With a dual appointment at the Woodrow Wilson School, Professor Glaser has helped inform the policy debate at the United Nations related to nuclear nonproliferation, arms control, and disarmament. Recently, together with his colleagues at the program, he offered advice during negotiations with Iran regarding how a plutonium production reactor and a uranium enrichment plant should be redesigned.
“It was a fascinating case where technical analysis informed policy and made a real difference. For example, when we have a choice between two reactor designs, which differ significantly in their capabilities to support a nuclear weapons program, we ought to choose the design that is more proliferation resistant,” he says. “At least in some countries, nuclear power will be a part of the answer to climate change. This is why it is important that we develop sound technology and policies that take into account all aspects of this unique technology.”

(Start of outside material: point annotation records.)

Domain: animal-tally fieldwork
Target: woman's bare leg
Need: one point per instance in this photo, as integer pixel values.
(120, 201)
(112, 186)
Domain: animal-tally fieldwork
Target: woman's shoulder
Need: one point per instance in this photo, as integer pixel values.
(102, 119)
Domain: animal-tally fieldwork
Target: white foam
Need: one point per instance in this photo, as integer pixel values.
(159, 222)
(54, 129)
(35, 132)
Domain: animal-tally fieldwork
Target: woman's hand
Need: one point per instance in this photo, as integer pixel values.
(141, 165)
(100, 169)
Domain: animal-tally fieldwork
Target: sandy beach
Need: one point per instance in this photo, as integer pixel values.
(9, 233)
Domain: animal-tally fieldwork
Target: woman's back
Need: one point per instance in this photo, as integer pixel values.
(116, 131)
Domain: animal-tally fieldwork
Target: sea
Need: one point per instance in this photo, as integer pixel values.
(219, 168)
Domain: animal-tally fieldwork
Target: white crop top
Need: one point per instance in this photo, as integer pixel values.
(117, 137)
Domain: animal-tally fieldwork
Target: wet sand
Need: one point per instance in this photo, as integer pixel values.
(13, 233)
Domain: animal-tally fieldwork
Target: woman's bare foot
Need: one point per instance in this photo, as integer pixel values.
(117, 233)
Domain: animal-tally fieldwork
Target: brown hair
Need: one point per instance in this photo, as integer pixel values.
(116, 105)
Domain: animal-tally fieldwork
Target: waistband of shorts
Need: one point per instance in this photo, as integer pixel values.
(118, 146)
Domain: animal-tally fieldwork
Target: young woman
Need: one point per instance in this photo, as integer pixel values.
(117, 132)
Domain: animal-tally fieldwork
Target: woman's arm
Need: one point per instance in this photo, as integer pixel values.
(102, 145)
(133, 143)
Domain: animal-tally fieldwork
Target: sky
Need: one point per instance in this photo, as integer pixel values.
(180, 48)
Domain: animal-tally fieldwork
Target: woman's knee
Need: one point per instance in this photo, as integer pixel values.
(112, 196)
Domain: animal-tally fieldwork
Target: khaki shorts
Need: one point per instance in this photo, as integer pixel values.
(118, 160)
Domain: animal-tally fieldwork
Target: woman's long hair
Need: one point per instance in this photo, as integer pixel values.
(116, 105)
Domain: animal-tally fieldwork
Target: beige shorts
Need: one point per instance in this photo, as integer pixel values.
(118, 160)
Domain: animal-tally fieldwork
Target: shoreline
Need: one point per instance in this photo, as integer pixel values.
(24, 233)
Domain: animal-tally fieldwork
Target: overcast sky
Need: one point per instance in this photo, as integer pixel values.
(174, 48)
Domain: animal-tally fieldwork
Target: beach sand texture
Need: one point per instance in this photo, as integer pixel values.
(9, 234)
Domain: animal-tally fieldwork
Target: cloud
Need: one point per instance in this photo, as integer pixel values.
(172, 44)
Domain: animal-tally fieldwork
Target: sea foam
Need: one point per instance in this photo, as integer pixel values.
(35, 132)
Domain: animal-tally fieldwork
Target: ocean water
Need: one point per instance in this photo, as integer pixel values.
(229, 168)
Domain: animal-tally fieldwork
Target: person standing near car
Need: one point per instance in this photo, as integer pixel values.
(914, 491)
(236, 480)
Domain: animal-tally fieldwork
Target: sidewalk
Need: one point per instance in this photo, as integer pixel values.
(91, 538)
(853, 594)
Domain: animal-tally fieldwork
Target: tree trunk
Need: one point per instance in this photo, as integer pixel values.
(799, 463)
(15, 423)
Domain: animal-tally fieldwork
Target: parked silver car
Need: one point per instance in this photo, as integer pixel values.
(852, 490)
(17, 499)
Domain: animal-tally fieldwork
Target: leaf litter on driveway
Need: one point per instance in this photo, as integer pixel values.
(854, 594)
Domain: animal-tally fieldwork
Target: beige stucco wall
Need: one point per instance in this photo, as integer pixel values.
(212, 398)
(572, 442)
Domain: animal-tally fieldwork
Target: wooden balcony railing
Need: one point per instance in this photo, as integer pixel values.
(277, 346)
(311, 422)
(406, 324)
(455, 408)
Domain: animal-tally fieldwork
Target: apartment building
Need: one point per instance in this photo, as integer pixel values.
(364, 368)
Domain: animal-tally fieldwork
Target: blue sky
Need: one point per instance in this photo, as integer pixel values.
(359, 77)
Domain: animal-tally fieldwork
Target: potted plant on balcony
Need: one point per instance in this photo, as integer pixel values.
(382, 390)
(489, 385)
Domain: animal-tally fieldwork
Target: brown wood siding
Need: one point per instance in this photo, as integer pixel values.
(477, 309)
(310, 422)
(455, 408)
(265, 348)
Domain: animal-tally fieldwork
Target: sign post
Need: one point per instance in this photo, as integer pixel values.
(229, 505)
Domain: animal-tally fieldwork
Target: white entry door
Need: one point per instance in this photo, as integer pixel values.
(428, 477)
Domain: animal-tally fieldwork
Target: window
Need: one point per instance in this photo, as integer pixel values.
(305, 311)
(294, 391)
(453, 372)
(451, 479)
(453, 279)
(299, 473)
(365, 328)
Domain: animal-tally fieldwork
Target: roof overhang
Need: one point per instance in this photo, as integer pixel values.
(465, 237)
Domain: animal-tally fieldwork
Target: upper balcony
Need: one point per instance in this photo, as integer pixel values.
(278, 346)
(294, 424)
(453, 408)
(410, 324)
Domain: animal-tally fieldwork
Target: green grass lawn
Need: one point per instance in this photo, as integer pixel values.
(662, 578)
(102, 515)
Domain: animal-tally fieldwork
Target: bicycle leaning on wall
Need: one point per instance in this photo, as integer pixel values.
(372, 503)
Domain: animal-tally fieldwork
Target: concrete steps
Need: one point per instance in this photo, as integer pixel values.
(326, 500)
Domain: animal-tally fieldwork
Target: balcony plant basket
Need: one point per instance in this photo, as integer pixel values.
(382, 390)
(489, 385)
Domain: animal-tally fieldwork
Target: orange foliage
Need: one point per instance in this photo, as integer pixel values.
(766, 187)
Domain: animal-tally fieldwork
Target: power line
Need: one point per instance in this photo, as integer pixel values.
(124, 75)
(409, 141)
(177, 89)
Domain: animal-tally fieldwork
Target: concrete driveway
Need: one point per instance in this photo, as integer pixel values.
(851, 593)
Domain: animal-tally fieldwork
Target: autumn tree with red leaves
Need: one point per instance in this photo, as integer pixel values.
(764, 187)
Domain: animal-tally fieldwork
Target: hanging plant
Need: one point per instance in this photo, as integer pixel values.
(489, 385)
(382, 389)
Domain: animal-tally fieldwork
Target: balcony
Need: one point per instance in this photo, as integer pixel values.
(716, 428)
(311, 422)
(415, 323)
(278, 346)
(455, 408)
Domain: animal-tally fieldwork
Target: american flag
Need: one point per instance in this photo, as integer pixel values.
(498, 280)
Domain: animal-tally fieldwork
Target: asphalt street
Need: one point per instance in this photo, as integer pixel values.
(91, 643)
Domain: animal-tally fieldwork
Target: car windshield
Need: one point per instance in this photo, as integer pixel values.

An avid gamer, Professor Glaser can often be found playing old Atari games and arcade machines. Recently, those vintage circuit boards made him think about verification applications for old electronics. Today, the idea of using a computer that is programmed to protect national secrets is a tough sell because there is a credible risk of hacking, hidden switches, or backdoors, which could be used to transmit or restore the information at a later date. However, Glaser wonders if there is a use for old computer chips build in the 1980s that may be unable to store information. After all, he says, no one thought of adding hidden switches and backdoors at the time— and even if they had, the chips weren’t sophisticated enough to begin with.
“That would be the ultimate meld of work and fun,” he says. “The day we pull out an old motherboard from one of these arcade machines and use it for nuclear verification is the day I happily retire.”